Saint Frances Xavier Cabrini
New York State Governor Andrew Cuomo
announced yesterday that the patron saint of immigrants will soon share a place
of honor with Lady Liberty in New York Harbor.
"Saint Frances Xavier Cabrini,
pray for us!" His Holiness Pope Pius XII said those words as the invocation
was pronounced for the first time at her canonization. On that memorable
Sunday, July 7, 1946, Frances Xavier Cabrini was installed into the Vatican Basilica
amidst the applause of 40,000 people. Canonization of a saint usually takes
place many years or even centuries after that person's death, but Mother Cabrini's
Beatific
ation took place in 1938, twenty-one years after her death. Pope Pius
XII signed a decree of canonization in 1944, and the ceremony elevating her to
the altars of the Church was the first one celebrated after the close of World
War II.
Frances Cabrini was born on July 15,
1850, in northern Italy in Lombardy, in the town of Sant'Angelo, the Lodi
region south of the Po River. Her parents, Agostino Cabrini and Stella Oldini,
were peasants who were both of great faith and piety, which they instilled in
their children by word and example. The tenth of eleven brothers and sisters
only four of them, one Frances, survived beyond adolescence.
In later years as a nun during her work
in Rome, she met the Bishop of Piacenza. The founder of the Missionaries of St.
Charles Borromeo, an order dedicated to helping Italian immigrants in America.
Bishop Scalabrini needed religious women to help and complement the priests of
the Institute of St. Charles. He succeeded in obtaining a letter from
Archbishop Corrigan of New York, formally inviting the Missionaries of the
Sacred Heart to establish a house in New York. Then, shortly after that, Pope Leo
XIII, in an audience with Mother Frances, asked her to make New York her mission,
declaring, "You will go not to the East, but the West!" Instead of
China, as she had once dreamed, in blind faith and perfect obedience with a
group of her sisters, she embarked for America almost immediately.

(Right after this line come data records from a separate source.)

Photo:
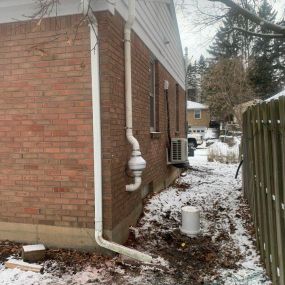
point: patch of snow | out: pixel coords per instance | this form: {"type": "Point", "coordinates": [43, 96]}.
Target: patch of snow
{"type": "Point", "coordinates": [33, 247]}
{"type": "Point", "coordinates": [276, 96]}
{"type": "Point", "coordinates": [222, 152]}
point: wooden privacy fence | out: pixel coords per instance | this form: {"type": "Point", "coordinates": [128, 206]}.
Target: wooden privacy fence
{"type": "Point", "coordinates": [264, 181]}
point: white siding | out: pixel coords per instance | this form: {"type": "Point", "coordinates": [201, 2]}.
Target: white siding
{"type": "Point", "coordinates": [155, 24]}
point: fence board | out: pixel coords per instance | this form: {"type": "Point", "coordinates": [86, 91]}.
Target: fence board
{"type": "Point", "coordinates": [277, 174]}
{"type": "Point", "coordinates": [262, 189]}
{"type": "Point", "coordinates": [263, 181]}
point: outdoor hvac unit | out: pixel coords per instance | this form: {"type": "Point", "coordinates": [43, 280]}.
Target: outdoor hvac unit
{"type": "Point", "coordinates": [179, 150]}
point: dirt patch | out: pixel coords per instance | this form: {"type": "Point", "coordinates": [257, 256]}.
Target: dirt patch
{"type": "Point", "coordinates": [8, 249]}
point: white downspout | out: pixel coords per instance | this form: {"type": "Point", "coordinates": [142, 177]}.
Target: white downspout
{"type": "Point", "coordinates": [136, 163]}
{"type": "Point", "coordinates": [97, 145]}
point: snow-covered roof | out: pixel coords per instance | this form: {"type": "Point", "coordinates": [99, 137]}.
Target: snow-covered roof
{"type": "Point", "coordinates": [276, 96]}
{"type": "Point", "coordinates": [194, 105]}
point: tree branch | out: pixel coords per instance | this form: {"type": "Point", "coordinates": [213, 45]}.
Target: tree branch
{"type": "Point", "coordinates": [254, 34]}
{"type": "Point", "coordinates": [253, 17]}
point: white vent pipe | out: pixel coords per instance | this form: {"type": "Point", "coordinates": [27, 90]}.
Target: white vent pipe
{"type": "Point", "coordinates": [136, 163]}
{"type": "Point", "coordinates": [97, 144]}
{"type": "Point", "coordinates": [190, 221]}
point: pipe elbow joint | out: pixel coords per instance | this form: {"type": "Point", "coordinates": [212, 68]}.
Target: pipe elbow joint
{"type": "Point", "coordinates": [136, 185]}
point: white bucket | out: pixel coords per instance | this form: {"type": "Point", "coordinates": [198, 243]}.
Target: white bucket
{"type": "Point", "coordinates": [190, 221]}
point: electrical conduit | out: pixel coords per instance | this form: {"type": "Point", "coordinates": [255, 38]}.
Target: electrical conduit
{"type": "Point", "coordinates": [97, 145]}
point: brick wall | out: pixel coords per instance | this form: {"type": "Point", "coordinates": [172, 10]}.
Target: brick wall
{"type": "Point", "coordinates": [46, 161]}
{"type": "Point", "coordinates": [116, 148]}
{"type": "Point", "coordinates": [45, 124]}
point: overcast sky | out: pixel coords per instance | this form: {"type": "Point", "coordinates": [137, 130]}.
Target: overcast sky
{"type": "Point", "coordinates": [196, 37]}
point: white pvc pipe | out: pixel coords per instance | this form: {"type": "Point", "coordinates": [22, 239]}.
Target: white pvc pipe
{"type": "Point", "coordinates": [190, 221]}
{"type": "Point", "coordinates": [137, 164]}
{"type": "Point", "coordinates": [97, 150]}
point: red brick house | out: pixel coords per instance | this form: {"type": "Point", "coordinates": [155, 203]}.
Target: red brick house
{"type": "Point", "coordinates": [48, 116]}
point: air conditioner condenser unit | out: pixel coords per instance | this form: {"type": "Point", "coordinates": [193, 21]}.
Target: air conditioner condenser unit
{"type": "Point", "coordinates": [179, 151]}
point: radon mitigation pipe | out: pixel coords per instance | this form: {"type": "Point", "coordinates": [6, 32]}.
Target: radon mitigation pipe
{"type": "Point", "coordinates": [97, 145]}
{"type": "Point", "coordinates": [136, 163]}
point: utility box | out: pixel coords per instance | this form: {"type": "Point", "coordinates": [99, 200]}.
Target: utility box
{"type": "Point", "coordinates": [191, 151]}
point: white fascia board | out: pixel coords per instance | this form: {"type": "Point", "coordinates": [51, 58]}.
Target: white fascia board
{"type": "Point", "coordinates": [156, 46]}
{"type": "Point", "coordinates": [22, 10]}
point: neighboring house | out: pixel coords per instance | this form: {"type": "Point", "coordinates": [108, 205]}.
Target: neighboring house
{"type": "Point", "coordinates": [241, 108]}
{"type": "Point", "coordinates": [276, 96]}
{"type": "Point", "coordinates": [198, 115]}
{"type": "Point", "coordinates": [49, 94]}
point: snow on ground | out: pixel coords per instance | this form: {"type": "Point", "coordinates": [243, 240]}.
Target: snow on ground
{"type": "Point", "coordinates": [222, 152]}
{"type": "Point", "coordinates": [224, 252]}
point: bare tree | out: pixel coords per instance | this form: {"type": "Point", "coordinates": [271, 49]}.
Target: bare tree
{"type": "Point", "coordinates": [225, 86]}
{"type": "Point", "coordinates": [216, 10]}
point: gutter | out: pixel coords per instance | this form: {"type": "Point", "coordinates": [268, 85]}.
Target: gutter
{"type": "Point", "coordinates": [136, 163]}
{"type": "Point", "coordinates": [97, 149]}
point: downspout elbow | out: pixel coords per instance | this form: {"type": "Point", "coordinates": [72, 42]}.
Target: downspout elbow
{"type": "Point", "coordinates": [136, 185]}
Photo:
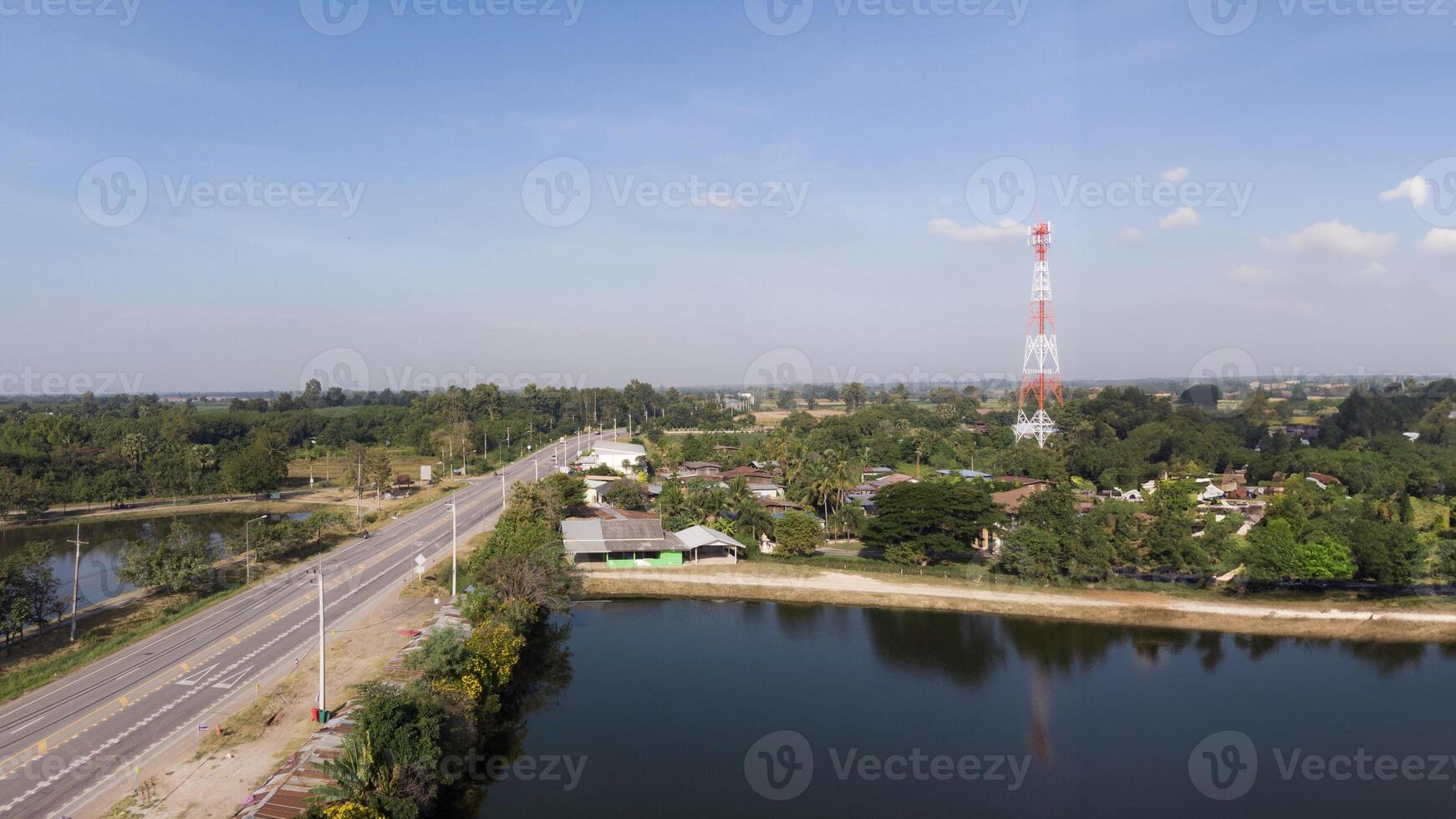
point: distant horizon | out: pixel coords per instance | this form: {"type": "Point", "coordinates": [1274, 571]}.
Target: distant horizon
{"type": "Point", "coordinates": [918, 386]}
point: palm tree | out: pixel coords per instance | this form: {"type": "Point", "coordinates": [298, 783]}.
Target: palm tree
{"type": "Point", "coordinates": [354, 773]}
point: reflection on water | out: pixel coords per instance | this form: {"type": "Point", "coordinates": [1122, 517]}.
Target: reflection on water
{"type": "Point", "coordinates": [107, 538]}
{"type": "Point", "coordinates": [669, 699]}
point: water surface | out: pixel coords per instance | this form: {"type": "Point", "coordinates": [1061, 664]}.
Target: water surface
{"type": "Point", "coordinates": [670, 700]}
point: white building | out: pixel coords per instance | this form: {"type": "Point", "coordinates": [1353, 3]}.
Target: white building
{"type": "Point", "coordinates": [618, 454]}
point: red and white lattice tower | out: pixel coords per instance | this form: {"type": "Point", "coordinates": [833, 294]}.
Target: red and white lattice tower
{"type": "Point", "coordinates": [1040, 370]}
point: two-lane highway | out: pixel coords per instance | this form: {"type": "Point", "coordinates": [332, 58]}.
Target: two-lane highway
{"type": "Point", "coordinates": [62, 744]}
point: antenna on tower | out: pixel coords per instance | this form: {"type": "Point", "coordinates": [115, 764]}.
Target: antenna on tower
{"type": "Point", "coordinates": [1040, 370]}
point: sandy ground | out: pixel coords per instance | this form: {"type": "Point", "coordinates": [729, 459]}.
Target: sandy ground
{"type": "Point", "coordinates": [271, 723]}
{"type": "Point", "coordinates": [1133, 608]}
{"type": "Point", "coordinates": [262, 732]}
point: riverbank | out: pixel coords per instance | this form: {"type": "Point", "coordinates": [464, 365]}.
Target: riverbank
{"type": "Point", "coordinates": [1344, 620]}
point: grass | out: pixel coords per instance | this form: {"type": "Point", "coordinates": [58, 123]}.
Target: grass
{"type": "Point", "coordinates": [51, 654]}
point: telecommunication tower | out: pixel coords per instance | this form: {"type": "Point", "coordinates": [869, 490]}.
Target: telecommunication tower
{"type": "Point", "coordinates": [1040, 370]}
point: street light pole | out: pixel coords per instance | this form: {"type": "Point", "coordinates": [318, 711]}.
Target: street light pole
{"type": "Point", "coordinates": [76, 577]}
{"type": "Point", "coordinates": [248, 550]}
{"type": "Point", "coordinates": [451, 550]}
{"type": "Point", "coordinates": [321, 640]}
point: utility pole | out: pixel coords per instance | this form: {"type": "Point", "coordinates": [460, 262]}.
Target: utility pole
{"type": "Point", "coordinates": [76, 577]}
{"type": "Point", "coordinates": [451, 549]}
{"type": "Point", "coordinates": [248, 550]}
{"type": "Point", "coordinates": [359, 487]}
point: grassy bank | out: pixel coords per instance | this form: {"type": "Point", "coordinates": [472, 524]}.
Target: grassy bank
{"type": "Point", "coordinates": [1189, 608]}
{"type": "Point", "coordinates": [48, 655]}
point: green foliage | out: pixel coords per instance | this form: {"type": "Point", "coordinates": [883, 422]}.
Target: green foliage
{"type": "Point", "coordinates": [28, 591]}
{"type": "Point", "coordinates": [919, 521]}
{"type": "Point", "coordinates": [626, 495]}
{"type": "Point", "coordinates": [1324, 559]}
{"type": "Point", "coordinates": [1031, 552]}
{"type": "Point", "coordinates": [797, 534]}
{"type": "Point", "coordinates": [181, 562]}
{"type": "Point", "coordinates": [1271, 552]}
{"type": "Point", "coordinates": [258, 467]}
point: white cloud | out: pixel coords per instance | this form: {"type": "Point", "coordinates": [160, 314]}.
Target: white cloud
{"type": "Point", "coordinates": [1416, 190]}
{"type": "Point", "coordinates": [1183, 217]}
{"type": "Point", "coordinates": [951, 229]}
{"type": "Point", "coordinates": [1440, 242]}
{"type": "Point", "coordinates": [1332, 237]}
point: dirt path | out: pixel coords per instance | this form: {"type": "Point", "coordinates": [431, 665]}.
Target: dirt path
{"type": "Point", "coordinates": [1133, 608]}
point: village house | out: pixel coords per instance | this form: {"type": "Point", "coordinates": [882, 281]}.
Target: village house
{"type": "Point", "coordinates": [622, 542]}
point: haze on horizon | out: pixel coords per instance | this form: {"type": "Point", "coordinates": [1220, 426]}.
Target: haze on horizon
{"type": "Point", "coordinates": [841, 192]}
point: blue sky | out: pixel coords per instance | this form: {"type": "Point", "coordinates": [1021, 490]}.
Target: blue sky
{"type": "Point", "coordinates": [881, 123]}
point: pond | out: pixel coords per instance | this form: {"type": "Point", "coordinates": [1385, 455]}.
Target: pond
{"type": "Point", "coordinates": [107, 537]}
{"type": "Point", "coordinates": [737, 709]}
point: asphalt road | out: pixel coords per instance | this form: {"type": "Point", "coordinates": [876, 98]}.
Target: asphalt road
{"type": "Point", "coordinates": [63, 744]}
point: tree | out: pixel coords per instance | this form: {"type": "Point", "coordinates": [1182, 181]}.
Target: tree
{"type": "Point", "coordinates": [935, 516]}
{"type": "Point", "coordinates": [626, 495]}
{"type": "Point", "coordinates": [379, 471]}
{"type": "Point", "coordinates": [569, 491]}
{"type": "Point", "coordinates": [797, 534]}
{"type": "Point", "coordinates": [1324, 559]}
{"type": "Point", "coordinates": [258, 467]}
{"type": "Point", "coordinates": [1271, 553]}
{"type": "Point", "coordinates": [178, 563]}
{"type": "Point", "coordinates": [1031, 552]}
{"type": "Point", "coordinates": [28, 591]}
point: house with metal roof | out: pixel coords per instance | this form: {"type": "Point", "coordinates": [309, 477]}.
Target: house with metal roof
{"type": "Point", "coordinates": [631, 543]}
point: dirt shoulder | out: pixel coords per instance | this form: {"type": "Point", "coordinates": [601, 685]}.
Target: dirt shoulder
{"type": "Point", "coordinates": [761, 581]}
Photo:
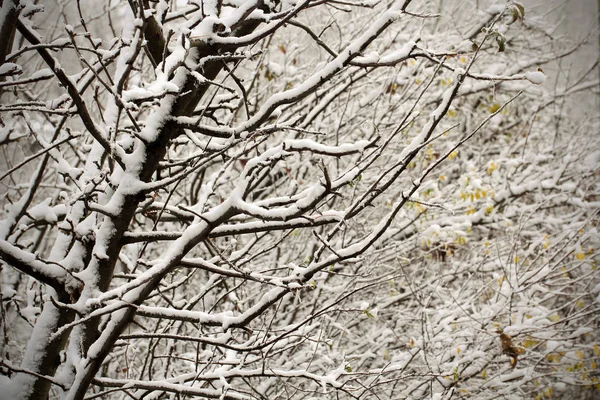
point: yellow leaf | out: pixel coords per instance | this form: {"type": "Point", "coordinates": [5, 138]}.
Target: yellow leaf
{"type": "Point", "coordinates": [494, 107]}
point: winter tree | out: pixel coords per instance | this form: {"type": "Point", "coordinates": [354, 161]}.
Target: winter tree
{"type": "Point", "coordinates": [306, 199]}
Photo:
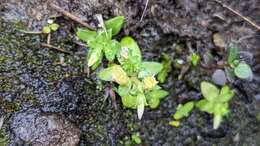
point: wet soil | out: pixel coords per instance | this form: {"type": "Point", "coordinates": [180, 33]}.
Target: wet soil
{"type": "Point", "coordinates": [33, 77]}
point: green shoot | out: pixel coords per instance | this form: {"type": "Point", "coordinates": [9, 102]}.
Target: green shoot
{"type": "Point", "coordinates": [51, 27]}
{"type": "Point", "coordinates": [215, 101]}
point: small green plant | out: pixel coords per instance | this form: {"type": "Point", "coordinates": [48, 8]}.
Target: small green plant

Over the years in many of the new
foundations she created, Mother Cabrini encountered discouraging obstacles, and
her beginning in New York was one of them. Archbishop Corrigan was not
expecting her so soon in New York. At their first meeting, he suggested that
she return to Italy, to which she replied in obedience she could not since the
Pope sent her to New York. To make matters worse, the Scalabrini priests had
made no provisions for the sisters, not even any living quarters. The Convent
that their benefactress, an Italian Countess, had prepared for the nuns had not
met the Archbishop's approval. They were brought to spend the night in a
forbidding shelter in the heart of the Italian ghetto with the beds so dirty that
they could not sleep in them! Instead, they spent their first night in America
awake, peacefully engaged in prayer. The following day, the Sisters of Charity
agreed to house the missionaries as long as was necessary and helped them in
their first steps through the city.
On the day of her canonization, some
60,000 people visited her shrine in New York and the room where she died in
Chicago. Another place where crowds gathered was the shrine in Golden,
Colorado. Even today, many pilgrims go to these same places to ask for favors
or to express their gratitude for graces received: the Shrine Chapel in New
York City, the National Shrine of St. Frances Xavier Cabrini in Chicago, Illinois,
and Mother Cabrini Shrine in Golden, Colorado.
When Mother Cabrini died, she was
buried in the cemetery at West Park, New York, according to a desire she had
earlier expressed. In the fall of 1933, her body was placed beneath the main
altar of the chapel in Mother Cabrini High School in New York City. The chapel
was first located in the school until a larger chapel dedicated to the Sacred
Heart of Jesus was constructed on the same grounds. It is the destination of
many who go to pray at the altar and admire the mosaics that depict her life.
It should be with great pride that
Italian Americans, in memory of their ancestors who came to America and faced
hardships to become Americans would be the patrons of Mother Cabrini as she is
the Patron Saint of Immigrants.
America is beautiful, and Mother
Cabrini’s examples, work, and piety have made it so.